The 51-times capped hooker, 30, has not played since picking up the injury while playing for
Wales against Scotland in February 2012.
Bennett joined French club
Lyon from Ospreys
four months later, but failed to play a game for his new club.
"You've got to face it for what it is... a career-ending injury," he said.
Bennett explained he had been presented with an option of a further operation, but decided against it because there was no guarantee of success.
"It's just time to look forward and look ahead to what life brings now," Bennett added.
Huw Bennett Facts
11 June 1983
- Wales debut:
16 August 2003 (v Ireland, friendly)
51 (29 as substitute)
- Did you know:
Bennett was understudy to Robin McBryde and Matthew Rees before making the No 2 shirt his own at the 2011 World Cup when Rees was injured.
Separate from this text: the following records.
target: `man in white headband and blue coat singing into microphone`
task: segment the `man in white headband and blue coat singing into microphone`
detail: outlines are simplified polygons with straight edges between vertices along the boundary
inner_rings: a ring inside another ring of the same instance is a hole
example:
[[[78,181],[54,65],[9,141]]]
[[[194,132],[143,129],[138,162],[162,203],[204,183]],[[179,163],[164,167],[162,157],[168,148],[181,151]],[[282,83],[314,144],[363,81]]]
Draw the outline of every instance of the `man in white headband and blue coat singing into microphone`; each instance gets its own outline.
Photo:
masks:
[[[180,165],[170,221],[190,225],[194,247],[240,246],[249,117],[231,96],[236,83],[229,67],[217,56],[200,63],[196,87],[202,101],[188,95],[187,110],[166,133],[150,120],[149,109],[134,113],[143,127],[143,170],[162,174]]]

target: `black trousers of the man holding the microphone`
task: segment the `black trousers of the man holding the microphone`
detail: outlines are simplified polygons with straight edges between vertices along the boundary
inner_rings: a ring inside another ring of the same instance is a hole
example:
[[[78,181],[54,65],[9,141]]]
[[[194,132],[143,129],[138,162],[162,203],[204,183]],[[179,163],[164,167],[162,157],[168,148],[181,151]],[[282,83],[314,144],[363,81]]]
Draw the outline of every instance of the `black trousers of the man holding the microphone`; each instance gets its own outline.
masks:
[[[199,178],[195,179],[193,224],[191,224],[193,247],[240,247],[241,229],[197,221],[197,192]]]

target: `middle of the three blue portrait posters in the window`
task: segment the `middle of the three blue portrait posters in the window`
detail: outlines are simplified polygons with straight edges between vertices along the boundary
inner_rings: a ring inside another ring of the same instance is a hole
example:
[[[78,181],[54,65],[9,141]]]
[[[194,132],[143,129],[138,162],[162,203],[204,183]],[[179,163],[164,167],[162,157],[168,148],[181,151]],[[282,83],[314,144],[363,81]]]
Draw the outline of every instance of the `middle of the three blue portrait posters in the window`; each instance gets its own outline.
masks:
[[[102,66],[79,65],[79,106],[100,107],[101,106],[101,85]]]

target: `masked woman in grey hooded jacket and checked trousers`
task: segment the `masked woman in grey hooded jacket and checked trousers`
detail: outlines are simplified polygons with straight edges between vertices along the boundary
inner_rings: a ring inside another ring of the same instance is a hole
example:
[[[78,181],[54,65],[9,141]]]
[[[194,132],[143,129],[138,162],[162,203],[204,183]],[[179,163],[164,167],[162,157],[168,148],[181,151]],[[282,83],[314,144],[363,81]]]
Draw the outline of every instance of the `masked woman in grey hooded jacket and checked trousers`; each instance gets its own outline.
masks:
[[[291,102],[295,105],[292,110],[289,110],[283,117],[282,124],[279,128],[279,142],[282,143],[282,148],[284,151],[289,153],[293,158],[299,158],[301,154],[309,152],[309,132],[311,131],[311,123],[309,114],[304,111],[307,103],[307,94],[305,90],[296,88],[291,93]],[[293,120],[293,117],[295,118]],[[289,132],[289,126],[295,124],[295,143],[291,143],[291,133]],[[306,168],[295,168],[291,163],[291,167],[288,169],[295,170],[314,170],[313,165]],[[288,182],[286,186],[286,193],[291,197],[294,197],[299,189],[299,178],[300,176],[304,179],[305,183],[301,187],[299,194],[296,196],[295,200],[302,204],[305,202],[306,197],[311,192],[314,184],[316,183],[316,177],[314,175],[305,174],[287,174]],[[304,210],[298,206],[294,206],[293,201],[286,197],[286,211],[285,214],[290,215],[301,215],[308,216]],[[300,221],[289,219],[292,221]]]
However, he was injured in the second match of Wales' 2012 Grand Slam campaign against Scotland and has not played since
Bennett has not played for Lyon since joining from the Ospreys at the end of the 2011-12 season
Two "minor" operations were carried out immediately after Bennett suffered the injury and he passed a medical before moving to French Second Division side Lyon, having made
142 appearances in nine seasons
However, it quickly became apparent after he moved to France that his recovery was not going to plan.
"I went there [Lyon] hoping to be running within three weeks of pre-season," said Bennett.
"It got the point where the season had started and I was still in the rehab room, so I obviously wanted to repay them for having invested in me and, being the kind of character I am, I wanted to do that on the field.
"That's when Lyon then re-investigated and the decision then was to take a more intensive kind of operation, with a six-to-eight month recovery."
But Bennett did not recover and decided to call time on his career rather than undergo a fourth operation, and acknowledges the help Lyon provided during his time at the club.
"[I would] feel the embarrassment going into training and not being able to help them on the field," he admitted.
"And whenever I felt that emotion, I guess it showed in my face because in typical French style the coaches would come, they'd give me a hug and say 'don't worry, it's life, it's sport' and for that reason I can't thank them enough.
"They've been in the talks with me during this process and there're no bad terms."